Historicamente, a maioria das manifestações apresentadas na UFJF não se configurou como verdadeira. Por isso, a pró-reitora considera como lamentáveis as denúncias infundadas. “Muitas vezes, jovens que já trazem em sua história a vivência de situações adversas pelas desigualdades de nossa sociedade, ao se valerem de um direito porque a ele fazem jus, na oportunidade ofertada em uma perspectiva inclusiva, passam pelo constrangimento de ter ainda que comprovar tanto o direito ao ingresso quanto à permanência”.
Matrícula
Como a autodeclaração não se mostrou suficiente para a garantia do direito à reserva de vagas, foram estabelecidos novos procedimentos de verificação das condições para ingresso, por meio de comissões de heteroidentificação. Elas analisam a condição étnico-racial afirmada pelo candidato. Também há comissões específicas para analisar a matrícula das pessoas com deficiência.

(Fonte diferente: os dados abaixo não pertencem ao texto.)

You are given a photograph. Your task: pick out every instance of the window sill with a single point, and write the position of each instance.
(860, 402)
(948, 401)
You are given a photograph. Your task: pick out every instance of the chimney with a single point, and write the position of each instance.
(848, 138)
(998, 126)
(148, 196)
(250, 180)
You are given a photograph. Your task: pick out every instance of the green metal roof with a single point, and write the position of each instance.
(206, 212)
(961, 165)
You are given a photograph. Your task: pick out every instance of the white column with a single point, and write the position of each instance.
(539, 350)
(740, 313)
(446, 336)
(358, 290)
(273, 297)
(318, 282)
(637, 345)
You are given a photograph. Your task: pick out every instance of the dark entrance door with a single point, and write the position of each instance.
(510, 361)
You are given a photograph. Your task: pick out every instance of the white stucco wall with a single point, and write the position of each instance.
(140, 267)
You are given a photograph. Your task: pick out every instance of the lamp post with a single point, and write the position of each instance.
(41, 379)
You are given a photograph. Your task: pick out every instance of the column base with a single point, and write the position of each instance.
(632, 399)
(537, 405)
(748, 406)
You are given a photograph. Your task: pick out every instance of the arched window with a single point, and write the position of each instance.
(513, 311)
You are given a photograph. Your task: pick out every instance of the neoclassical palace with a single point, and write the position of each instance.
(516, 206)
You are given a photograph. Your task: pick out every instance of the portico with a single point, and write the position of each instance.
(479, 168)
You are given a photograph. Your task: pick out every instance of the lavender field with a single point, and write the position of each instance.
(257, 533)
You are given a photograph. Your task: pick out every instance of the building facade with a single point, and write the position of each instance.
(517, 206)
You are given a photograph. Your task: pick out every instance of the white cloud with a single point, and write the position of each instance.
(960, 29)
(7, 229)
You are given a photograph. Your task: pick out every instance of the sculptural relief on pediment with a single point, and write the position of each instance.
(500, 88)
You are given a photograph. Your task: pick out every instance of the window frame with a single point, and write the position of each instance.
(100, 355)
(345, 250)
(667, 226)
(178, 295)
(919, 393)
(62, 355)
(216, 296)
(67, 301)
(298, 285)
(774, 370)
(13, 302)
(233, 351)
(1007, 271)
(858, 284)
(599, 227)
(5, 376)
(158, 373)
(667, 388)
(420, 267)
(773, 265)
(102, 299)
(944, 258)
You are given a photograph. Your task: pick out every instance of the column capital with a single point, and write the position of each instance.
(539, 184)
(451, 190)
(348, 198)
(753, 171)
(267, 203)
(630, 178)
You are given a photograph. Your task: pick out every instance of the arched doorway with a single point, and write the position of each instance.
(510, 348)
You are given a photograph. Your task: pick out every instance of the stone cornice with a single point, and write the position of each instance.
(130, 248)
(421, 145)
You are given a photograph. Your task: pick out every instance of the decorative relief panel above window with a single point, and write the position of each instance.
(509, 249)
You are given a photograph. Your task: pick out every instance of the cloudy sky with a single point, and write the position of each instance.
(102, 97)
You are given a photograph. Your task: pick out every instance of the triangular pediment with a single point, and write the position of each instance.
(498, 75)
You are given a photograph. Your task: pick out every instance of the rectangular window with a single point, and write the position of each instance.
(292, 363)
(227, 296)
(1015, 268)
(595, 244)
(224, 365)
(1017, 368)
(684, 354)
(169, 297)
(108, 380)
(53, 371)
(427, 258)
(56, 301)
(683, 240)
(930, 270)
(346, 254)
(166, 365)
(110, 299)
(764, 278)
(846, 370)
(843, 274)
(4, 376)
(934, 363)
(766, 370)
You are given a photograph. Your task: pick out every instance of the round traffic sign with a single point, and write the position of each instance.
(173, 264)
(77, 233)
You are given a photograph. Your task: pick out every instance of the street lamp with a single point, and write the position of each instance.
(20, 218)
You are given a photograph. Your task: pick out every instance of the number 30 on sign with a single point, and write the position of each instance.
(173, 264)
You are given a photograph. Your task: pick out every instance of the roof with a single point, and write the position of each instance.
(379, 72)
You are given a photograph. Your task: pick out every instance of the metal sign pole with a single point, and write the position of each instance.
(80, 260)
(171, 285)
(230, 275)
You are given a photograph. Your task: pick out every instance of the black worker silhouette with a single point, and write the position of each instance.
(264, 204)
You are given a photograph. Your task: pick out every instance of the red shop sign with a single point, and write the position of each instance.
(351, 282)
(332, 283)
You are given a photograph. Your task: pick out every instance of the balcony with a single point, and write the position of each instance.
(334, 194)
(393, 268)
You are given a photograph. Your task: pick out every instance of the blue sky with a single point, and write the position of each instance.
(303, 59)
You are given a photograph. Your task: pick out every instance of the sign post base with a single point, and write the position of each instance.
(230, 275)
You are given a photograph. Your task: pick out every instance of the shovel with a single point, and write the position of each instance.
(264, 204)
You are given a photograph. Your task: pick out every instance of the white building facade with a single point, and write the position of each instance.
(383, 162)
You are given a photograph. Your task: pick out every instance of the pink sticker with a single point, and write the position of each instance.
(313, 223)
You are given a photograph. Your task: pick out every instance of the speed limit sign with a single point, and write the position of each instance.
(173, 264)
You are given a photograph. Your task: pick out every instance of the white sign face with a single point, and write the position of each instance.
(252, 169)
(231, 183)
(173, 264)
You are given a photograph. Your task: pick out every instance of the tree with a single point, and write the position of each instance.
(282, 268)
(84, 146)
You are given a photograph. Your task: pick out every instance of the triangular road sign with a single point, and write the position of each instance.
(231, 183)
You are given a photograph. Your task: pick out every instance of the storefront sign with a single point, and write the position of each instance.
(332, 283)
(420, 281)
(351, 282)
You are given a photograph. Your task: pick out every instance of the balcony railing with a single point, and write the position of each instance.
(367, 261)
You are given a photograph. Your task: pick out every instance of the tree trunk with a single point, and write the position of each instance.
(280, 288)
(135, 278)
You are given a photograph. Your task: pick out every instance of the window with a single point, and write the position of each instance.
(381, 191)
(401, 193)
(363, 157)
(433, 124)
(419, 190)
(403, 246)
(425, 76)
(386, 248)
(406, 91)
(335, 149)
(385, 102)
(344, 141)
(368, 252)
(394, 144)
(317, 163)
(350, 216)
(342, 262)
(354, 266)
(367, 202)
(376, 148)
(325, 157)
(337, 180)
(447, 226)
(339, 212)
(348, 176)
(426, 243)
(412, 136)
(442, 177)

Segundo o diretor de Ações Afirmativas da UFJF, Julvan Moreira, todas as denúncias, relacionadas a esse tipo de fraude, passam pelas comissões. “Nós obedecemos aos critérios estabelecidos. Conversamos com os estudantes, analisamos a questão do fenótipo e, em um segundo momento, buscamos conhecer a ascendência direta do aluno. Temos recebido muitas denúncias e encaminhado as devidas respostas.”
“Explicando de uma maneira mais explícita, há duas comissões realizadas pela UFJF. A comissão de heteroidentificação atua no ato de matrícula, faz a análise do perfil dos estudantes para saber se eles se enquadram no perfil de cotista, ao qual estão declarados, e ali mesmos se resolve a questão. Já no caso daqueles que entraram antes dessa comissão de heteroidentificação, a instituição tem apurado essas denúncias, através de uma comissão de sindicância e, se comprovado que houve fraude, é aberto um processo administrativo e o candidato pode ter a matrícula cancelada”, observa Moreira.
A ouvidora especializada em Ações Afirmativas, Cristina Bezerra, complementa que a investigação é feita por profissionais e pessoas dos movimentos sociais que possuem estudos, pesquisas, vivências e condições de atestar se determinada pessoa tem o direito a cota ou não. “Ela não é baseada no senso comum, há um conjunto de análises realizadas para avaliar a condição do estudante.”
Ela explica que, em meio as delações, há casos, onde o candidato denunciado tem direito a vaga, mas, nem sempre, o fenótipo coincide com o que é considerado negro. “Tomamos todos os cuidados para não cometermos nenhuma injustiça. Procuramos a melhor maneira de garantir a presença de negros, indígenas e do grupo socialmente vulnerável na UFJF. Quando uma caso é arquivado, isso só acontece diante da falta de materialidade ou indícios. Sabemos que é preciso melhorar, mas temos buscado atuar da melhor forma possível.”